Thursday, February 18, 2010


Tuesday, February 9, 2010

Targetting discrimination as opposed to similarity

Clustering mechanism with data that is expected to follow continuous distributions use an objective function to measure the optimum clustering of the documents. Such an objective function is usually a ratio of two quantities : inter-cluster distance to intra-cluster distance. Such a ratio measures the power of the clustering algorithm to bring together similar data samples and separate apart the dissimilar data samples. Fortunately for Gaussian models, this works out into a nice clean equation. No wonder people LOVE the Gaussian model.

When we are dealing with discrete data, the most likely distribution is the multinomial distribution. To add more control over the behavior of the model one could use dirichlet priors. The document clustering approaches in the discrete domain merely use the EM or the gibbs sampling approach to fit data optimally to the discrete model (especially latent mixture model). There is no underlying objective function that says, this discrete (latent) model should also be able to optimally sepearte out one topic from the other. Thus one could end up with 2 topics generating the exact same set of words.

This is definitely something that is lacking in the EM algorithms for fitting discrete data....
Maybe there has been work done on this already. But I am yet to discover it

Friday, January 29, 2010

TIME corpus... blah!!!

The TIME corpus is the most useless and "wrong" corpus that can ever be.

  • A little analysis on the corpus reveals that the corpus is built off two main topics, and the rest of the topics are under-represented.
  • The number of words is really high as compared to the number of documents, thats why the representation itself is very sparse.
  • Due to the high ratio of (Numof words) to (Num of documents) it is impossible to train a topic model on this corpus and expect it to represent such a corpus well
  • the qrels (relevance judgements) are INCORRECT. A visual exploration by comparing words reveal no similarity (at least on term-term basis) between the queries and the documents marked relevant vis-a-vis the queries.
So if you want to use TIME corpus, use it at your own RISK

Friday, January 8, 2010

The trouble with testing IRS

Testing for an IRS can get so freaking hard. The vocabulary sizes can run upto a few tens of thousands. That means you are dealing with a very very very high dimensional space. The term weights or term probabilities are extremely small. So small that you are dealing with values in log scale only. The relevance judgements for some queries are not reliable. The queries dig up some documents that might seem relevant to you (as a programmer/user) but the standardized judgements have not tagged the documents. This can get increasingly frustrating because you might be led to believe that there is a bug in your code. Changes made to the query or the document in response to relevance feedback is hard to interpret and understand, when dealing with few tens of thousands of words and tens of thousands of documents.

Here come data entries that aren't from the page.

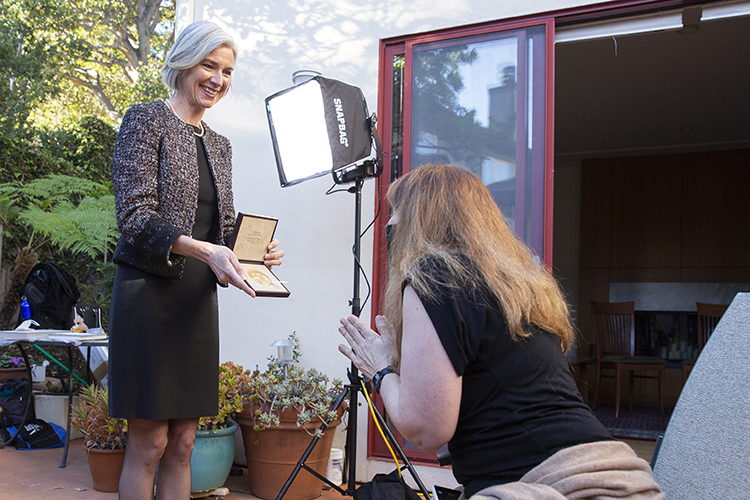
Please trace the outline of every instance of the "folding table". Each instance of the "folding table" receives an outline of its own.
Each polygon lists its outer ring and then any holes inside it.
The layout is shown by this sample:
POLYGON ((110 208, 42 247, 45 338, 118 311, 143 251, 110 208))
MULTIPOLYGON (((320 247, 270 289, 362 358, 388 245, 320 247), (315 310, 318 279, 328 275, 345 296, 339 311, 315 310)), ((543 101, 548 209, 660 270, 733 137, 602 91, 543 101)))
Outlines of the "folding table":
MULTIPOLYGON (((86 371, 87 371, 87 379, 90 378, 90 370, 91 367, 89 366, 90 358, 91 358, 91 347, 108 347, 109 341, 107 339, 100 339, 100 340, 87 340, 85 339, 86 334, 81 334, 80 336, 70 337, 66 338, 65 340, 60 339, 50 339, 48 338, 48 335, 60 335, 60 334, 70 334, 69 330, 32 330, 32 331, 24 331, 19 332, 17 330, 3 330, 0 331, 0 347, 6 347, 9 345, 16 345, 18 346, 19 350, 21 351, 21 356, 24 358, 24 362, 26 363, 26 371, 29 377, 29 382, 32 381, 31 378, 31 364, 29 363, 29 358, 26 354, 26 350, 24 349, 25 346, 31 346, 31 345, 37 345, 40 347, 65 347, 68 353, 67 356, 67 369, 68 369, 68 421, 66 423, 65 428, 65 443, 64 443, 64 451, 63 451, 63 458, 62 462, 58 466, 59 468, 65 467, 67 460, 68 460, 68 448, 70 446, 70 419, 73 413, 73 348, 74 347, 88 347, 87 349, 87 356, 86 356, 86 371), (38 336, 36 335, 38 334, 38 336)), ((23 421, 18 426, 18 429, 23 427, 23 425, 26 423, 26 419, 29 415, 29 409, 31 408, 31 401, 33 397, 33 390, 31 389, 31 384, 29 384, 29 395, 27 398, 26 403, 26 412, 23 417, 23 421)))

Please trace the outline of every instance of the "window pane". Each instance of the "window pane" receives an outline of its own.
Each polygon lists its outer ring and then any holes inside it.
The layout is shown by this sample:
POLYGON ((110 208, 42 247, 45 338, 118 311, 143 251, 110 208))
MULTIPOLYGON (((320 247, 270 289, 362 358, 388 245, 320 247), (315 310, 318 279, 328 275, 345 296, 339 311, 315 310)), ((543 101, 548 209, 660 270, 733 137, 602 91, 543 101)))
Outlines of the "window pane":
POLYGON ((475 173, 514 227, 517 38, 424 44, 413 54, 411 168, 475 173))
POLYGON ((404 54, 393 56, 393 92, 391 109, 391 179, 401 175, 404 153, 404 54))
POLYGON ((475 173, 539 255, 544 45, 544 26, 415 44, 409 158, 410 168, 450 163, 475 173))

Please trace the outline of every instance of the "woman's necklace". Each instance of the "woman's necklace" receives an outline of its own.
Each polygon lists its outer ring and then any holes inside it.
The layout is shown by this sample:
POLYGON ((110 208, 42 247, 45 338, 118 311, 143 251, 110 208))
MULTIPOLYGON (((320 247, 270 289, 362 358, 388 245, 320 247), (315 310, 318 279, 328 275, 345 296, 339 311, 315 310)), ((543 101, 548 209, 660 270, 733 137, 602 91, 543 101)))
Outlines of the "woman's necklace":
POLYGON ((200 133, 196 132, 196 131, 195 131, 195 125, 193 125, 192 123, 188 123, 188 122, 186 122, 185 120, 183 120, 183 119, 182 119, 182 118, 180 117, 180 115, 178 115, 178 114, 177 114, 177 111, 175 111, 175 109, 174 109, 174 106, 172 106, 172 103, 171 103, 171 102, 169 102, 169 99, 164 99, 164 102, 166 103, 167 107, 168 107, 169 109, 171 109, 171 110, 172 110, 172 113, 173 113, 173 114, 174 114, 174 115, 175 115, 175 116, 176 116, 177 118, 179 118, 179 119, 180 119, 180 121, 181 121, 182 123, 187 123, 188 125, 190 125, 191 127, 193 127, 193 134, 195 134, 195 137, 203 137, 203 134, 205 134, 205 133, 206 133, 205 129, 203 128, 203 122, 200 122, 200 123, 198 123, 198 128, 200 128, 200 129, 201 129, 200 133))

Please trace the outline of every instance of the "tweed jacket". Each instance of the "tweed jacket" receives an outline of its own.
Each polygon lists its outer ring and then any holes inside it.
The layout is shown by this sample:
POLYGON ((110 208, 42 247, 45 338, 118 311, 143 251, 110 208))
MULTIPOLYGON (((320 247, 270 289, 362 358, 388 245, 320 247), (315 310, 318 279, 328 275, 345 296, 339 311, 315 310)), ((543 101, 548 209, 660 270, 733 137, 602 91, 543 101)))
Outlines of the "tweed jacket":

To circumvent this problem, it is essential to first create your own teeny tiny corpora of few tens of documents and few tens of words. If you wish to build topic models over your corpora make sure that your document-term matrix is tall and thin (not sparse). If you are using the basic Unigram and VSM kind of approaches, a short and stout (sparse) matrix might do the magic.
The relevance judgements should be created by you by manual inspection. To start out build a few topics with a few words that are very very distinct even to a human :). Use these topics to generate documents using the LDA document generation model.

This has proven useful to my experimentation and explorations and I hope the reader of this blog will find it useful too.